Great post David.... my camera came in at £170 and I love it and what it producers.. it's the only one I have.. My son as a camera phone... some of the shots he gets on that are amazing.. But would I like a bigger, more costly camera?......... ha! of course I would..:O)

Fish Whisperer said...

I use a point and shoot all the time, but I also shoot a Canon 5D. Both have their places, but the P/S is so easy it sort of makes up for its weaknesses.
Cheers

John said...

Great captures for sky watch, David!
It`s still the photographer that takes the pictures :-)

Kim from Hiraeth said...

"The camera lens is nothing more than a connection to your eye, and the shutter mechanism is simply an extension of your brain."

Well, now, this amateur Kodak-point-and-click photographer feels a little taller this morning; a little more 'legit.'

For me, the best thing about snapping pictures is what it does for my 'eye.' I see things better.

CrazyCath said...

Wonderful post and you made me feel so much better!

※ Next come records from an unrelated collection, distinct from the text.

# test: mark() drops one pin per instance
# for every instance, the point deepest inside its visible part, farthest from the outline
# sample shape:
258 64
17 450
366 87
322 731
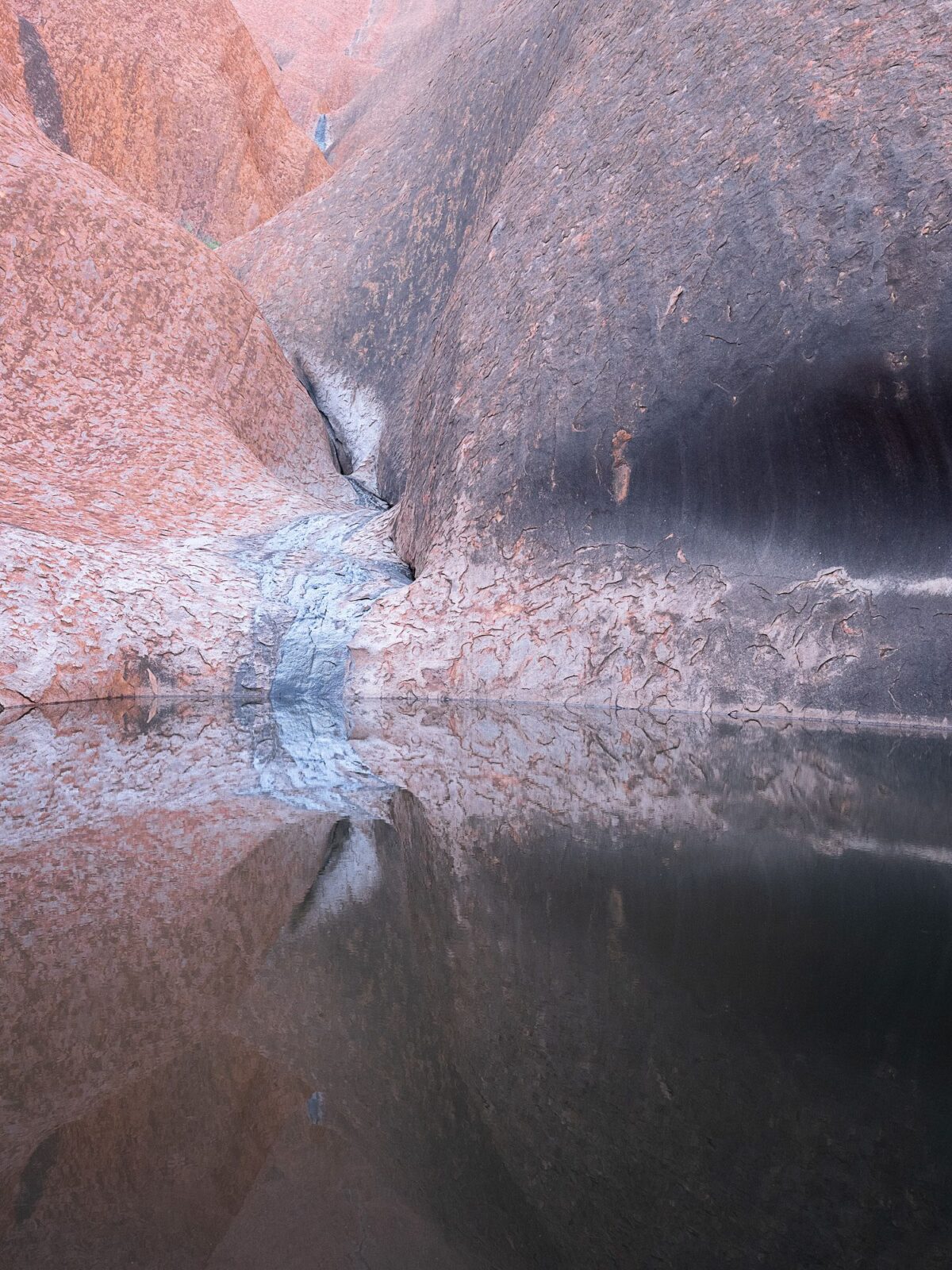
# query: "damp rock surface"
173 103
651 304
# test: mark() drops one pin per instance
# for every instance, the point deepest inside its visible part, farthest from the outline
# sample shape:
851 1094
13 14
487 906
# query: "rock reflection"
566 991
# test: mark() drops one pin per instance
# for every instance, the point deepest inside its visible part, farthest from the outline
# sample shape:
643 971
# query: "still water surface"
463 988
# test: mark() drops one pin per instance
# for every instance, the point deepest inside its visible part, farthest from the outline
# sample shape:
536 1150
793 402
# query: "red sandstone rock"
154 438
325 52
647 311
173 102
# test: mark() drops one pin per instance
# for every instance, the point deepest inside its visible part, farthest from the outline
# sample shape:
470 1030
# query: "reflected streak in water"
463 988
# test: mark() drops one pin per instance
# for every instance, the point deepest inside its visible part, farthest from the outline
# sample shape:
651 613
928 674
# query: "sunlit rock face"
325 54
473 988
647 306
167 484
173 102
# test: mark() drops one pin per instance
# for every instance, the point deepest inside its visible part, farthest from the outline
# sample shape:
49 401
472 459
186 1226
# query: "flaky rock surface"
173 102
324 54
647 311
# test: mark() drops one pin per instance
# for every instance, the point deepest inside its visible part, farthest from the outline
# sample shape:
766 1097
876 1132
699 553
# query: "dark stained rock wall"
651 309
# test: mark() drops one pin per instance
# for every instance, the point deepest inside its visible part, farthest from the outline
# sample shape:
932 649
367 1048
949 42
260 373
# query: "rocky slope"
641 315
327 52
173 102
165 479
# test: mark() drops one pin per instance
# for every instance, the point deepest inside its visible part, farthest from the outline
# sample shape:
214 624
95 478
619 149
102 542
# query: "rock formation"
640 314
582 972
171 101
643 313
327 52
165 479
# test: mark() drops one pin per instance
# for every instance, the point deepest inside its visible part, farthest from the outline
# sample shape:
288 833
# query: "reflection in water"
456 988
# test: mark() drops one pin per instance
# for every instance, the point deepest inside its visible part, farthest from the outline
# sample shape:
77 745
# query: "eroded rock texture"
470 988
173 102
168 493
641 313
327 52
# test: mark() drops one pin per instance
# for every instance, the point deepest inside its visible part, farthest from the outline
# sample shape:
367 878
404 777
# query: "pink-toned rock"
325 54
171 101
154 441
643 319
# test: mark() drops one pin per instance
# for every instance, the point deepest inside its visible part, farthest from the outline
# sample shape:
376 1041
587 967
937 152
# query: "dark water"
461 988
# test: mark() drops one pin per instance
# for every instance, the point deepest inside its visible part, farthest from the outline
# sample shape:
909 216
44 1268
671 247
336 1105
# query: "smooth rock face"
470 987
173 102
168 492
323 54
649 309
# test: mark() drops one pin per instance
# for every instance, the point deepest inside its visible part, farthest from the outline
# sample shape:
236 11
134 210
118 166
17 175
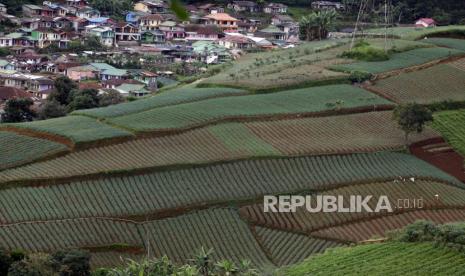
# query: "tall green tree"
83 99
63 87
412 118
316 25
18 110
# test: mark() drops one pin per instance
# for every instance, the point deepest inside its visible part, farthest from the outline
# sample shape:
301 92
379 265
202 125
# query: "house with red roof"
222 20
8 93
425 23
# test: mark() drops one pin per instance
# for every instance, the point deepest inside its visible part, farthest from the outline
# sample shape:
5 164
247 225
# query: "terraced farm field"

I recently took a trip down to my local camera shop to get an education in digital SLRs and the hybrid or bridge cameras. I had no idea of the range - or range in price! I have seen some great photos from small cameras and I love the Optio S10 for it's macro ability - a new world to me.

The camera is returned repaired now, but alas, no explanation from the manufacturer as to what was wrong with it or what needed fixing. So, none the wiser.

Sara G said...

Thank you for the nice comments on my site. Your pictures are amazing!! I am having fun going back through your posts to see everything!!
Take care and thanks again!!

Babs (Beetle) said...

All of my photos are taken with a little Canon. I do hope to get an DSLR for Christmas though ;O)

Daryl said...

And .. did that left lane ever turn left as directed? Its all about - IMO - the eye behind the viewfinder ...

:-Daryl

Katney said...

You know, I just realized after reading Daryl's quip, that that isnot a sign you would likely see in this part of the world.Instead, we have Right Lane Must Turn Right.

Kahshe Cottager said...

It helps to have the "eye" to see the picture for the camera lens to capture. I am sure trying to work on my "eye"! Yours is great!

My Sky Watch Photos are posted Here and Here

Torsdag said...

Sorry, I’m a little late because I was sailing this weekend.
So I stop by and say thank you for a nice SWF.